Si conclude oggi, a Montalcino, la maratona del vino toscano che ha visto sugli scudi Chianti, Vernaccia, Chianti Classico, Nobile e Brunello. Un po’ per drammatizzare e un po’ per punzecchiare, ecco alcuni estemporanei versi di commento.

Di Toscana proprio oggi si concludono gli assaggi:
c’è bisogno d’esser saggi tra vigneti, botti e poggi.
S’è tentati d’essere buoni, s’è tentati d’esser rii,
ma a ignorare i cigolii ci si passa da coglioni.

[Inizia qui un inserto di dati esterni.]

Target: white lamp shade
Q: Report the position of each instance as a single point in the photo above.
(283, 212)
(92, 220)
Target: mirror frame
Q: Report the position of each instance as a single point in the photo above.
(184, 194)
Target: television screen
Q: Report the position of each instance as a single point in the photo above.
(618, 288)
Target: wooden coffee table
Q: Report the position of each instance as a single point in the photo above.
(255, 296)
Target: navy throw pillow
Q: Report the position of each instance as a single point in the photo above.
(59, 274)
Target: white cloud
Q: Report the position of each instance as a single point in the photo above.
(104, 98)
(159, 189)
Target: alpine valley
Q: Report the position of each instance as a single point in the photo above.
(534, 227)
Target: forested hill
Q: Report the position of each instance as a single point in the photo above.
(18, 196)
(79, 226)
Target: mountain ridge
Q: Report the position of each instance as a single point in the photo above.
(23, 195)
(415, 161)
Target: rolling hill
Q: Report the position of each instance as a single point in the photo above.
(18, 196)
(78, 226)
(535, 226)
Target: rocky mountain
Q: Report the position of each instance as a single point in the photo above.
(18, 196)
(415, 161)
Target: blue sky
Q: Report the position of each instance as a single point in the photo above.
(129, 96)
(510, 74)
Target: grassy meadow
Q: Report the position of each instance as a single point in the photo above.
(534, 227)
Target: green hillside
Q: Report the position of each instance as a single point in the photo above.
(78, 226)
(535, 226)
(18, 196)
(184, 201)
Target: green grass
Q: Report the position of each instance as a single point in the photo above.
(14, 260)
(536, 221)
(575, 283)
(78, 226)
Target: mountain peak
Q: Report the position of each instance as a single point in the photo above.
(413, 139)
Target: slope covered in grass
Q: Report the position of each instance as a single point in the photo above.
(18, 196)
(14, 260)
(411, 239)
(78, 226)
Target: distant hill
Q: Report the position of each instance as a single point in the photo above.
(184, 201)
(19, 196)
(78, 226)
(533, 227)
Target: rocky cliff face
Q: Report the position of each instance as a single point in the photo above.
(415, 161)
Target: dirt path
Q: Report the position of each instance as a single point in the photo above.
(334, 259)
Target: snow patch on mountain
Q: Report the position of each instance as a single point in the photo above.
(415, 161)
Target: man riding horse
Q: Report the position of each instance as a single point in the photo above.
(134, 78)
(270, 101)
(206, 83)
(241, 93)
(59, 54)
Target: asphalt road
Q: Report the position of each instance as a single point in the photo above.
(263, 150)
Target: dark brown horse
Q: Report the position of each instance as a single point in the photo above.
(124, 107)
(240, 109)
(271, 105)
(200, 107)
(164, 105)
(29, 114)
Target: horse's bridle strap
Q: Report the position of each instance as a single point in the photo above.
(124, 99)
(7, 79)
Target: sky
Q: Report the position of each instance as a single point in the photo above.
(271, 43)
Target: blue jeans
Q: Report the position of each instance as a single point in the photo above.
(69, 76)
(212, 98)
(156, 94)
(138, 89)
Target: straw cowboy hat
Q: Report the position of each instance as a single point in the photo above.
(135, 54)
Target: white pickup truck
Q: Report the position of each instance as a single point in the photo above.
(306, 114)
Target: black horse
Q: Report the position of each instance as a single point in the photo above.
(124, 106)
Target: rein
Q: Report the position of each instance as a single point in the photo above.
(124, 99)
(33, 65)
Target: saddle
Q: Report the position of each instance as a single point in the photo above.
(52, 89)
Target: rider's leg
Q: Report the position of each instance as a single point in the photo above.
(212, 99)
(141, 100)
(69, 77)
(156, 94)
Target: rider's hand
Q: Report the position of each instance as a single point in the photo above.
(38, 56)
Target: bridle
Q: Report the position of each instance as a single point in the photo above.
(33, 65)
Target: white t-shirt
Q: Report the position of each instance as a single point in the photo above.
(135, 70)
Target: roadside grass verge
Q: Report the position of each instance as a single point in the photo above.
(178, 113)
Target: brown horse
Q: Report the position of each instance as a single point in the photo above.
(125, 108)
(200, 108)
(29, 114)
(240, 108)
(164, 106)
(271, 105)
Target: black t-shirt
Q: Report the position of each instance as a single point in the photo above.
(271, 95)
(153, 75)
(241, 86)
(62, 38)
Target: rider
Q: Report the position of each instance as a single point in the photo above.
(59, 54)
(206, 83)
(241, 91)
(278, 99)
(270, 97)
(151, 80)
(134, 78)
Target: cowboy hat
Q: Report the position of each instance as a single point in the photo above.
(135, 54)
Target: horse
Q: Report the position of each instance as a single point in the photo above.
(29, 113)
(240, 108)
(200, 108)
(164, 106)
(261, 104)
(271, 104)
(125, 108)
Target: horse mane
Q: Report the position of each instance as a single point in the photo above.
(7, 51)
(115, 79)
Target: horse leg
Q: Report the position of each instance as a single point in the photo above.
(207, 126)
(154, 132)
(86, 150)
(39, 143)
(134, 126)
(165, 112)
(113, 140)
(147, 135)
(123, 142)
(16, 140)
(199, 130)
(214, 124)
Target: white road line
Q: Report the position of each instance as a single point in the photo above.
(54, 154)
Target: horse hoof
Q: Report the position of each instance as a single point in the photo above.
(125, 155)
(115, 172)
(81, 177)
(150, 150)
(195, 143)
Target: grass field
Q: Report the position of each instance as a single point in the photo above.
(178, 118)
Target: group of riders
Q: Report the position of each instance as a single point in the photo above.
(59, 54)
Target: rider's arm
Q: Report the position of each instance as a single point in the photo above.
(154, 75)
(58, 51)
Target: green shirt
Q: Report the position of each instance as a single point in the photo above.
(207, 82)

Dei Borghese nel palazzo son di scena i vin del Chianti:
talor buoni, certo tanti, che a contarli n’esci pazzo.
Ma domanda che fa rima con dei rossi così imberbi
è se l’atto, qua, di berli, definirsi può anteprima!

Le Vernacce viceversa s’anteprimano al museo
ma di botte, marameo, quasi ognuna appare persa.
Nella sala in cima al colle poi si sposta la tenzone
per portarvi a paragone di Slovenia le Ribolle.

Il piumiato Gallo Nero si rinnova alla Leopolda:
Zingarelli, sulla tolda, di Gran Selezione è fiero.
Ma con scopo, s’ode qui, d’assorbir supertoscani
e rimetter gli iggittì tra i premiati chiantigiani.

Poi c’è il Nobile in fortezza che s’annuncia a cinque stelle
ma le piogge furon quelle e del vino dan contezza.
Agrodolce nel bicchiere risultò il duemiladieci,
sulla scheda pochi egregi, ma il colore è un bel vedere.

Ed infine c’è il Brunello, degustato in mezzo al chiostro:
gran fermento e poco inchiostro, mi par esito già bello.
Ma formella giunse a troppo con l’ennesima cinquina
a riprova che melina si fa pure senza schioppo.

E or chiudiamo il girotondo in omaggio alle anteprime
perchè pure a far le rime ci siam divertiti un mondo.